The main PRO of this type of business name is: if for any reason your business plan or products change, you can keep your business name and all the hard work you’ve put into it doesn’t have to be scrapped. This was the case with Fair Ivy — the business concept has changed quite significantly since inception, but the name has been able to stay the same, due to it not particularly meaning anything at all. It can become whatever I want it to become!
Another potential PRO to this approach is that your business name can come to MEAN something completely new to your customers….like creating an entirely new word for a dictionary. Good examples are the companies Xerox and Kleenex. Prior to these companies, the products for them were called copies and tissues—but now we can substitute the business name for the item itself, which means no-effort marketing. Obviously these are extreme large-scale examples, but in your specific niche your customers can also come to adopt your name.
How do I choose this name?
Well, you can always just brainstorm with friends and family members, or you could use a business name creator website such as Panabee.com which generates creative business names based on words you like, which should help you figure out what to name your company.
But before you settle on one, make sure the domain name is available for purchase—you can check domain availability on GoDaddy.com, which is where I register all my domain names. (Side note: GoDaddy also makes for a great hosting company—they are inexpensive and offer great phone customer service. I’ll go into more detail about setting up your website later).
What to name your company – Approach 2: Descriptive Name
In this scenario you choose a business name that pretty much tells your audience what you’re selling, right in the name of your product. So for Fair Ivy, had I gone this route we might have been called something like “Box a Month Subscription”.
The main PRO of this type of business is for SEO (search engine optimization) purposes. Which means that if someone were to type a search into google, and your company name was the search phrase (e.g. “Custom Screen Printed Shirts”), you’d have a lot easier of a time getting to the top of the returned results.
A second potential PRO to this approach is that if someday you decide to discontinue operating the business, the domain name and all it’s associated SEO strength might be able to be sold to someone new.

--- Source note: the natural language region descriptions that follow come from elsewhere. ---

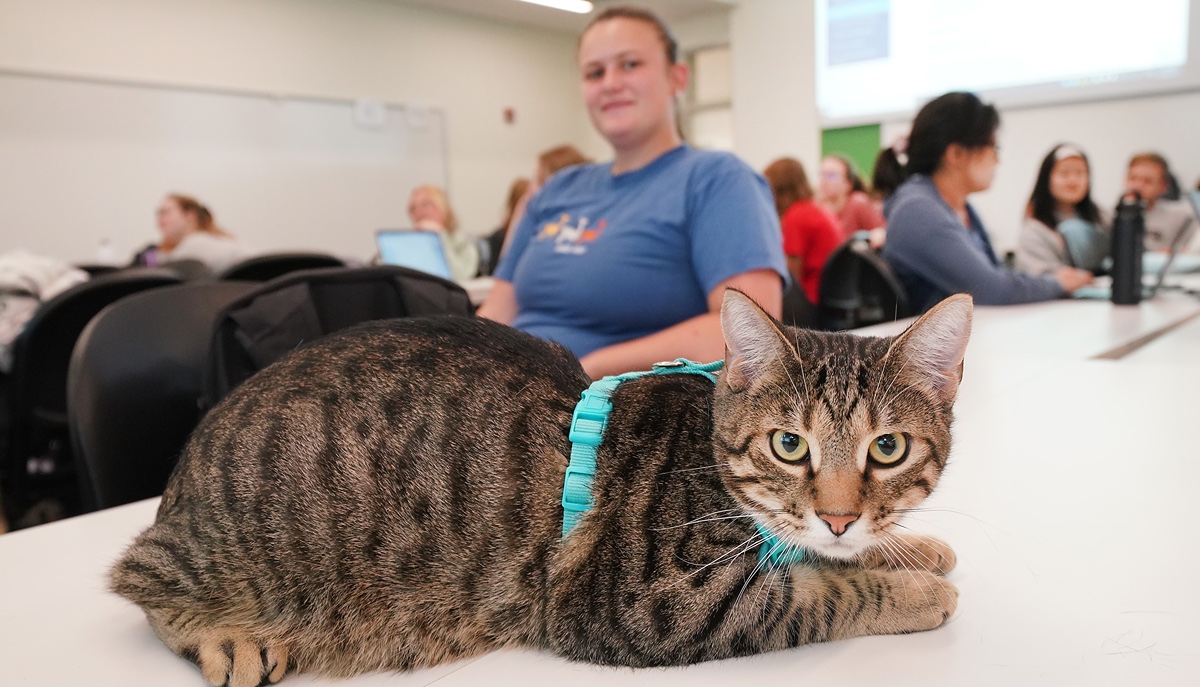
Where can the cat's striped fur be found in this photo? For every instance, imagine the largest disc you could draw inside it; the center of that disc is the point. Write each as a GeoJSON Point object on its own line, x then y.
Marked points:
{"type": "Point", "coordinates": [389, 499]}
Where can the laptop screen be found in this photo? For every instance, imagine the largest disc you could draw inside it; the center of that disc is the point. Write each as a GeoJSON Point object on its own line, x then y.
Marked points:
{"type": "Point", "coordinates": [413, 249]}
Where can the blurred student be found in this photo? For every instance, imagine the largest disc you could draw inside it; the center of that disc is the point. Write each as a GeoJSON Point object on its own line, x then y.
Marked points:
{"type": "Point", "coordinates": [187, 232]}
{"type": "Point", "coordinates": [1165, 220]}
{"type": "Point", "coordinates": [549, 163]}
{"type": "Point", "coordinates": [517, 191]}
{"type": "Point", "coordinates": [888, 172]}
{"type": "Point", "coordinates": [810, 232]}
{"type": "Point", "coordinates": [1063, 226]}
{"type": "Point", "coordinates": [430, 210]}
{"type": "Point", "coordinates": [841, 191]}
{"type": "Point", "coordinates": [936, 243]}
{"type": "Point", "coordinates": [625, 263]}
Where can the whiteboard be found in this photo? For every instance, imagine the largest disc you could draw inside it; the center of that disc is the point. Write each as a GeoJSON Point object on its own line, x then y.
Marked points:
{"type": "Point", "coordinates": [84, 161]}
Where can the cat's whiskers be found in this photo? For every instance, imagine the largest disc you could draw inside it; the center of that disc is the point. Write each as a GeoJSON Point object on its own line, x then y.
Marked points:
{"type": "Point", "coordinates": [711, 518]}
{"type": "Point", "coordinates": [762, 561]}
{"type": "Point", "coordinates": [952, 511]}
{"type": "Point", "coordinates": [904, 572]}
{"type": "Point", "coordinates": [726, 557]}
{"type": "Point", "coordinates": [912, 553]}
{"type": "Point", "coordinates": [714, 466]}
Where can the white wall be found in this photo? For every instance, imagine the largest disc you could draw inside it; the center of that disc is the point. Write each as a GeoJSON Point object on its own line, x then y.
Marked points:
{"type": "Point", "coordinates": [471, 69]}
{"type": "Point", "coordinates": [774, 82]}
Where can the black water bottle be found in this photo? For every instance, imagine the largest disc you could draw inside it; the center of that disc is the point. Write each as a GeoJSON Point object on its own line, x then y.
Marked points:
{"type": "Point", "coordinates": [1128, 232]}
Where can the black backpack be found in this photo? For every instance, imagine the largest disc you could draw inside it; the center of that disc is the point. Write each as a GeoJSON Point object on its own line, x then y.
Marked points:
{"type": "Point", "coordinates": [299, 308]}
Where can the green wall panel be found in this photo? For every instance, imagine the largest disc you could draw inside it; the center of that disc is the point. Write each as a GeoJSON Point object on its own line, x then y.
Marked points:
{"type": "Point", "coordinates": [858, 143]}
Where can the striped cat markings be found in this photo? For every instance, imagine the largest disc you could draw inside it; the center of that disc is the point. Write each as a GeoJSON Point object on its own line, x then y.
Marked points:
{"type": "Point", "coordinates": [390, 499]}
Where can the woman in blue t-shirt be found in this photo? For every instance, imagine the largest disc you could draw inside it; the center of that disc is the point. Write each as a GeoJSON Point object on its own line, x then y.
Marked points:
{"type": "Point", "coordinates": [627, 262]}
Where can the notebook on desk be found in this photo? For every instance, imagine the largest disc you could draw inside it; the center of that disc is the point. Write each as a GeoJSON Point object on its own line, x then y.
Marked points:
{"type": "Point", "coordinates": [413, 249]}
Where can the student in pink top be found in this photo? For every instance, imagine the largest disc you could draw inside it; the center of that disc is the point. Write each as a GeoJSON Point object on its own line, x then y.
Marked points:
{"type": "Point", "coordinates": [843, 192]}
{"type": "Point", "coordinates": [810, 232]}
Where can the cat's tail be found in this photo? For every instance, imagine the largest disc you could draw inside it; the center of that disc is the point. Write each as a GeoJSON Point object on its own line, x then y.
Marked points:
{"type": "Point", "coordinates": [169, 578]}
{"type": "Point", "coordinates": [159, 571]}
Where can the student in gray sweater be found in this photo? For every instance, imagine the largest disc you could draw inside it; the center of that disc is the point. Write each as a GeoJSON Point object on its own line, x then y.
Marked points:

How do I choose this name?
If you really want to take advantage of the SEO potential, make sure you choose a name that isn’t already saturated or TOO desirable.
The best way I’ve found to do this is to sign up for a Google AdWords account. It’s a bit of a pain to do at first, but worth it for a multitude of reasons, some of which I’ll discuss in later posts. You don’t actually need to spend any money on Google Adwords if you don’t want to (I don’t, anymore). What you’re looking for at the moment is use of Google’s Keyword Planner.
On the landing page of the Keyword Planner, you can type in a phrase you think might be a good start for your business name. Enter any criterion you want (e.g. customer location, etc), and hit submit.
What you get is a page like this (click for a larger version):
You can mess around with some of the filters on the left, but the most important thing you’re looking for is something that has a decent number of monthly searches, but with a low competition rating.
For most of my blog posts, if I want them to show up in SEO without too much hassle on my end, I usually choose keywords that return 10-30 monthly searches, with low competition. Once I’ve made sure the post is SEO friendly, I just have to sit back and wait a few months for Google to do its page-crawling, and bam—I start getting visitors on my site who searched for the exact terms I planned them to. 10-30 monthly searches might be too low for you (it works for me because 10 visits a month x 10 or 100 blog posts starts adding up). But if it’s your company name you can probably aim for slightly bigger fish, like over 500 a month.
I understand that this step might be tricky, so if you need any help at all feel free to drop me a line (firstname.lastname@example.org) and I can get you sorted out.
That’s all I’ve got for you today folks!
I hope the above tips have been helpful in answering the big question of what to name your company. Whether the name was created via a random business name generator or via carefully analyzed SEO research—take your time to discuss your final company name with friends and relatives, to review any potential problems or drawbacks.